We have a couple of packages that help building the requests, like api-request-builder and sync-actions, but we can definitely have more "higher-level" packages that will provide more features for building requests. I think we might even go a step further and see if we can generate the code based on e.g. graphql schema.

So there is room for improvements and we just need to see how we can prioritize this and invest time on it (which is not really up to me as I am no longer a core maintainer of those packages).

I mean at least jsdocs or typescript types should be provided, the flow types are also not complete but that's a different case because the majority of the javascript community doesn't use flow.

Yes we are also thinking about this topic and typescript might be a better option as it's more used and has better support tooling. Again, it's at the end up to the team that maintains those packages to decide that, as it's also a matter of people being comfortable working with types.

Anyway, thanks for your valuable feedback, there are a lot of good points that we should look into!

StarpTech commented 5 years ago

Thank you for your feedback as well!

nkuehn commented 5 years ago

PS after it's closed: @StarpTech thanks for taking all the time to give specific feedback! And thanks @emmenko for doing a lot of the support team's job!
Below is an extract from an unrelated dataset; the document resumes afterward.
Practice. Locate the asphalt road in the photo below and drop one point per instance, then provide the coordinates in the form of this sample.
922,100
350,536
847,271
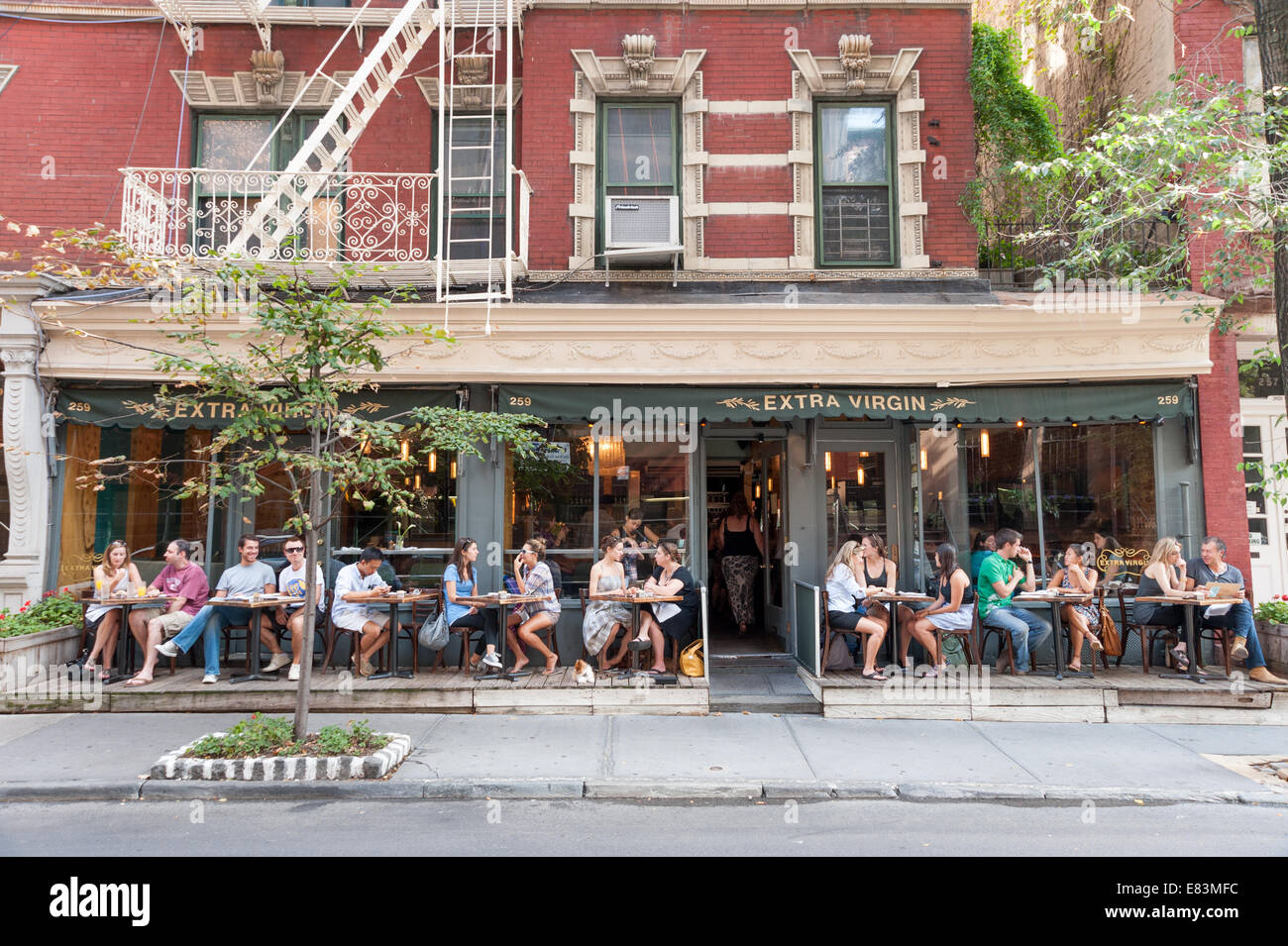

It'll take a bit of time until all the examples will pop up on the reference documentation, but we're on it. In the meanwhile you can also take a look at the examples we've now added to the (still inofficial, but pretty complete) API Reference specification repo: https://github.com/commercetools/commercetools-api-reference/tree/master/examples


It would be great when the api would be more verbose when I have unknown / invalid fields in my conditions.

Could you be so nice to create a support issue with a specific example? It's reaching the platform product teams better that way. If they close it, don't worry - the input is still kept.